Skinęłam głową w odpowiedzi. Czyli ten chłopak na zdjęciu był jego bratem? Justin miał starszego brata?
- To Jaxon - powiedział wskazując na zdjęcie o które pytałam podczas mojego ostatniego pobytu tutaj. - Jaxon był zastraszany, bo był kujonem. Nie miał wielu przyjaciół, nie miał umięśnionego ciała, które lubią dziewczyny. Nie wiedział nic o sporcie, ale był sprytny i bardzo inteligentny. Tak właściwie był przeciwieństwem mnie - zatrzymał się i usiadł. - W każdym razie gdy gówniarze z 8 klasy zaczęły mi dokuczać i nękać zrobiłem ruch, postanowiłem że nie będę ich celem, nie chciałem skończyć tak jak Jaxon. Więc moim celem byłaś ty - przyznał się.
Szczerze mówiąc byłam zraniona i czułam coś w sobie, czułam się jakbym miała zaraz zwymiotować. Nie chciałam słyszeć reszty, ale czekałam na to i oto jestem w domu Justina słuchając co miał mi do powiedzenia.
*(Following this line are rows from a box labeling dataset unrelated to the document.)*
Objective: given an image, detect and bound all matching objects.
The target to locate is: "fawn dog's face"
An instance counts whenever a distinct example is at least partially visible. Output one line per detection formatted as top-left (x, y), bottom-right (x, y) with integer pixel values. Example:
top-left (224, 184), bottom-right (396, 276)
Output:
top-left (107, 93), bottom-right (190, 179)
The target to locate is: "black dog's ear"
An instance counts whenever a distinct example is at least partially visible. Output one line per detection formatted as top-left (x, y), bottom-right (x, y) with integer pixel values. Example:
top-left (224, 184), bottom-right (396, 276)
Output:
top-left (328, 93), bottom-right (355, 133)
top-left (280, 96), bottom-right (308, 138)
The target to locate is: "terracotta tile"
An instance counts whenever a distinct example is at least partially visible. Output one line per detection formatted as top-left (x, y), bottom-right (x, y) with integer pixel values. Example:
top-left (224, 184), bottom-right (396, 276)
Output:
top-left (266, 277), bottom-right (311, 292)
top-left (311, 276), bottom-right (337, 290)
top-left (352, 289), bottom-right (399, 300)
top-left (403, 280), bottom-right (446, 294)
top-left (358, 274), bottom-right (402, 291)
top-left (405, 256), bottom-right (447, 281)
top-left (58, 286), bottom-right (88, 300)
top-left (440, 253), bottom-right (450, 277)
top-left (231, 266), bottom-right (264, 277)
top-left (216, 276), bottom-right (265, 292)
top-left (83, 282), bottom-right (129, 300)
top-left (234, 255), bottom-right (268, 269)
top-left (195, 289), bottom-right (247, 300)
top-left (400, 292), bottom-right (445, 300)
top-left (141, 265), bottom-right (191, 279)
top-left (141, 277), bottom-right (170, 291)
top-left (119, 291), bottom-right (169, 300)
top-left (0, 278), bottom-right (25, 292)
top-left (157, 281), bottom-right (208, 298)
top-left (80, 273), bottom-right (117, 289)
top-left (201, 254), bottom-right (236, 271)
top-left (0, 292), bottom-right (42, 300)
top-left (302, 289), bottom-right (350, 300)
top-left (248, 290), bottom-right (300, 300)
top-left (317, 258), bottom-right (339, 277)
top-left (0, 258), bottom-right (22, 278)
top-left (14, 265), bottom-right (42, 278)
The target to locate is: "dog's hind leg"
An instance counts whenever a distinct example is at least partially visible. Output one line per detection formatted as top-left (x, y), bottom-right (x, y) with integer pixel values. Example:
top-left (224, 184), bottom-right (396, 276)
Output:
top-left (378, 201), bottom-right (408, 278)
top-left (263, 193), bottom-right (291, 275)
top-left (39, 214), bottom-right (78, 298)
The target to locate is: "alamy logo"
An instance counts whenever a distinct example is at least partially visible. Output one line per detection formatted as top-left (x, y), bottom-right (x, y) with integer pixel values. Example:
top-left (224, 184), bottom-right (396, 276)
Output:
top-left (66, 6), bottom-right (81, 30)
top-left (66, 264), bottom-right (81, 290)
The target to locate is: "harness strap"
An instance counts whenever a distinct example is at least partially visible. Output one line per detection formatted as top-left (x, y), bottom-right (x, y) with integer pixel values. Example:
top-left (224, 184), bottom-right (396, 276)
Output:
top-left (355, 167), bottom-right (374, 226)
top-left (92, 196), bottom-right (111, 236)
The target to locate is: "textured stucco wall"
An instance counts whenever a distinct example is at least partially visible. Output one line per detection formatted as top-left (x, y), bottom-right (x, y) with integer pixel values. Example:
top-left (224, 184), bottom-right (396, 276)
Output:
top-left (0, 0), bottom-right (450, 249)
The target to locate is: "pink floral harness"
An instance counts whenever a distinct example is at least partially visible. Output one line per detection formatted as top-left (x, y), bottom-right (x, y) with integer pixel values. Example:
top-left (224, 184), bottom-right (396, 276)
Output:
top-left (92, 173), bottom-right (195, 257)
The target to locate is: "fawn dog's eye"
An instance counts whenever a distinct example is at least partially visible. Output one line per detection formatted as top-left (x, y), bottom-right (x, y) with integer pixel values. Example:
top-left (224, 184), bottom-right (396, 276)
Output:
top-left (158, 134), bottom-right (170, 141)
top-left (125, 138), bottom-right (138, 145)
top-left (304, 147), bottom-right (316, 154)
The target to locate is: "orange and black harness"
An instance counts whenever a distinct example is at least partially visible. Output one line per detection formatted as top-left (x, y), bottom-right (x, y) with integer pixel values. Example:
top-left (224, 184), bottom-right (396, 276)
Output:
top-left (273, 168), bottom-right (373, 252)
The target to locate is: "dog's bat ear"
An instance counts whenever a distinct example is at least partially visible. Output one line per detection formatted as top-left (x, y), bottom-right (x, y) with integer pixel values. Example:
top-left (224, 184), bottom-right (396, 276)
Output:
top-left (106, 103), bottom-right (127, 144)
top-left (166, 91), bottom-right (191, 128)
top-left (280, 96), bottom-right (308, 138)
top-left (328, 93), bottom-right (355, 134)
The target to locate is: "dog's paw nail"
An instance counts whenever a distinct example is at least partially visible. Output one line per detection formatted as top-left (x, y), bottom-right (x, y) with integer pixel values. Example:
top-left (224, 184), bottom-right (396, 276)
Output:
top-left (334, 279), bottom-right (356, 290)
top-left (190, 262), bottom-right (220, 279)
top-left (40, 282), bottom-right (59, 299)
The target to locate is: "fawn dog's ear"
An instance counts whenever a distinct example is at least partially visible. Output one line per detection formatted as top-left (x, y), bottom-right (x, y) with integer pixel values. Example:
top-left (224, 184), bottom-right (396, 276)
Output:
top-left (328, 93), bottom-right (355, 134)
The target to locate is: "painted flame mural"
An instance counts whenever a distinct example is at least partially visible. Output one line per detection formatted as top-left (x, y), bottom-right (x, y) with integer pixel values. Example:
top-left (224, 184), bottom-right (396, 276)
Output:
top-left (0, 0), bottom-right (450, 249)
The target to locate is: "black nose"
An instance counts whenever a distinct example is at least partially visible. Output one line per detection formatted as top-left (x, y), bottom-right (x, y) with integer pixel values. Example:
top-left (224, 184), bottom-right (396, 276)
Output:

- To był idealny moment. Miałaś swój aparat oraz okulary i wtedy znalazłem powód do wyśmiewania ciebie. Ale połowa z tych rzeczy, które powiedziałem nie były prawdą, bo wyglądałaś uroczo z aparatem. Byłem młody, zły i wściekły na ciebie, bo byłaś powodem przez które zaczęło się moje dokuczacie. Więc postanowiłem to zmienić i moim celem stałaś się ty. Wyśmiewałem się z twojego aparatu i wkrótce dołączyli się wszyscy. Zapomnieli o mnie i skupili się na tobie. Na początku czułem, że odniosłem sukces, ponieważ moja zemsta wypaliła. Ale nawet kiedy chciałem przestać byłem częścią starszej grupy. Byłem 7-klasistą który kolegował się z 8-klasistami. Jeśli nie zrobiłem tego czego oni chcieli nękali mnie tak samo jak ciebie. A kiedy opuścili szkołę w zeszłym roku, stałem się przywódcą. Więc rządziłem szkołą. Ale dlatego, że upuścili szkołę pomyślałem, że nigdy się o tym nie dowiedzą i zacząłem być miły dla ciebie. Więc warto było starać się być twoim przyjacielem - trudno było mi oddychać słysząc jak mówił prawdę. Prawdę, którą ukrywał przez ostatnie cztery lata.
Oniemiałam, nie wiedziałam, że taki był jego powód. To był powód. To wszystko zaczęło się przeze mnie, bo musiałam mieć 'duże usta' i powiedzieć wszystko Emily. Więc teraz wiem dlaczego on tak bardzo nie lubił mnie w 7 klasie, przeze mnie Justin był zastraszany? Więc dlatego zaczął mnie zastraszać? Oczywiście okazało się, że było to nieco niedojrzałe, ale nie winię go, byliśmy młodzi.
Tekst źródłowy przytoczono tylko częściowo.